Birth Date: | 22 January 1962 |
Birth Place: | Belper, United Kingdom |
Other Names: | Alicia Céspedes Ballet |
Alison Louise Spedding (born 22 January 1962) is a British anthropologist and fantasy author, latterly also known as Alison Spedding Pallet.[1]
Alison Spedding is the daughter of Ken Spedding and Maureen Reybould.[2] She was brought up in Maidenhead and Reading. She studied archaeology and anthropology and later philosophy at King's College, Cambridge, receiving her BA degree in 1982. She received a PhD from the London School of Economics in 1989.

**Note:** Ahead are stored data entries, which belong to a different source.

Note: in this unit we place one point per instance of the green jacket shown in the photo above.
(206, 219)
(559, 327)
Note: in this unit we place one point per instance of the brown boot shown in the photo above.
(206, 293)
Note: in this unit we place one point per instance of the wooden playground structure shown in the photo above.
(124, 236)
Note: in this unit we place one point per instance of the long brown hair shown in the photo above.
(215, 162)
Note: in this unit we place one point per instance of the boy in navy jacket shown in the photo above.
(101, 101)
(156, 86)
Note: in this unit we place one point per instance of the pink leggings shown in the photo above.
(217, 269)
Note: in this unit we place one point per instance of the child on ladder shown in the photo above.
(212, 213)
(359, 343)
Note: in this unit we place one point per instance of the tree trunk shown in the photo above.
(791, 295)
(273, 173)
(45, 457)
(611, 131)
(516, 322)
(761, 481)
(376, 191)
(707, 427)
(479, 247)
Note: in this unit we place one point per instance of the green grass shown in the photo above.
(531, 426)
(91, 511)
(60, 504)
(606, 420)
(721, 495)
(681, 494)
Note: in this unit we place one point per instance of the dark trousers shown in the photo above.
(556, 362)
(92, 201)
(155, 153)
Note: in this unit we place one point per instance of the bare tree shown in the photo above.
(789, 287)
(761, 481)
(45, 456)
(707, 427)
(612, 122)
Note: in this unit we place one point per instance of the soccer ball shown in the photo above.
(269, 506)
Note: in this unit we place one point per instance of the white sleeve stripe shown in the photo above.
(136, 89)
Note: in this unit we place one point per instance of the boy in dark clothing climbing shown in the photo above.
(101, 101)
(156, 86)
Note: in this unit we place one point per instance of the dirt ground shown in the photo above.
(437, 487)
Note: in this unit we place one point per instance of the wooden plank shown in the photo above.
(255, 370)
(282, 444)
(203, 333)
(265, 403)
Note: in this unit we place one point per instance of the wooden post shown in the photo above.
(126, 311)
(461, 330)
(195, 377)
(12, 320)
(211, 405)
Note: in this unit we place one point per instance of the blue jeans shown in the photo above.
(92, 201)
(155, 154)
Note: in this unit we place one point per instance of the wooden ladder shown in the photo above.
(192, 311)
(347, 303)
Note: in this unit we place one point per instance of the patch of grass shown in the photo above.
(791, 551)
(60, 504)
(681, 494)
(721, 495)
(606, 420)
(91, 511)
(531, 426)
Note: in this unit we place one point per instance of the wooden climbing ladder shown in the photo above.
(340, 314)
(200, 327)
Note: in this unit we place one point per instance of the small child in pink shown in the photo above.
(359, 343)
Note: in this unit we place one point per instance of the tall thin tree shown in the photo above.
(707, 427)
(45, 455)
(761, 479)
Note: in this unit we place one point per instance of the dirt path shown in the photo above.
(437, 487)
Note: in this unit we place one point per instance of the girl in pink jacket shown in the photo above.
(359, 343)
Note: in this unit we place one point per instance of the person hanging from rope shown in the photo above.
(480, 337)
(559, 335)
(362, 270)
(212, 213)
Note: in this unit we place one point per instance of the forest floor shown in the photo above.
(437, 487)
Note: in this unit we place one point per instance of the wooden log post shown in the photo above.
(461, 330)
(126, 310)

She wrote a trilogy of fantasy novels, A Walk in the Dark, set approximately in the time of Alexander the Great. In the novels, Alexander dies, and the female protagonist, Aleizon Ailix Ayndra, goes on to fulfil Alexander's destiny.
In 1988, Spedding moved to Bolivia, securing permanent residence in 1989. She lectured at the Higher University of San Andrés in La Paz. She became fluent in Spanish and Aymara.[2] She published the academic work Wachu Wachu. Cultivo de coca e identidad en los Yungas de la Paz in 1994. She wrote a book of short stories, El tiempo, la distancia, otros amantes (1994), and a novel in Spanish, Manuel y Fortunato. Una picaresca andina, published in 1997.
Spedding became an outspoken critic of the Bolivian government's policy, under pressure from the US, of "cracking down" on peasant coca farmers. In May 1998 her La Paz flat was raided and 2kg of marijuana was found; she was arrested on charges of possession of intent to traffic, and sentenced provisionally to ten years in prison. Academics widely considered the arrest was politically motivated and campaigned for her release; she was released in 2000 on payment of a surety,[3] and the sentence, which had never reach final status, was quashed by Bolivia's Constitutional Court after she had served 26 months.[1]
She went on to publish three further novels in Spanish, El viento de la cordillera (2001), the science fiction, anarcho-feminist, novel De cuando en cuando Saturnina (2004), and Catre de fierro in 2015. She also had a play, Un gato en el tejar, published under the pseudonym Alicia Céspedes Ballet, and published further academic works, Kausachun-Coca (2004) and Religión en los Andes: Extirpación de idolatrías y modernidad de la fe andina (2008), under her own name.
As of 2022, Spedding was still living in Bolivia, an active member of an association of coca farmers, and teaching at the Universidad Mayor de San Andrés.[4]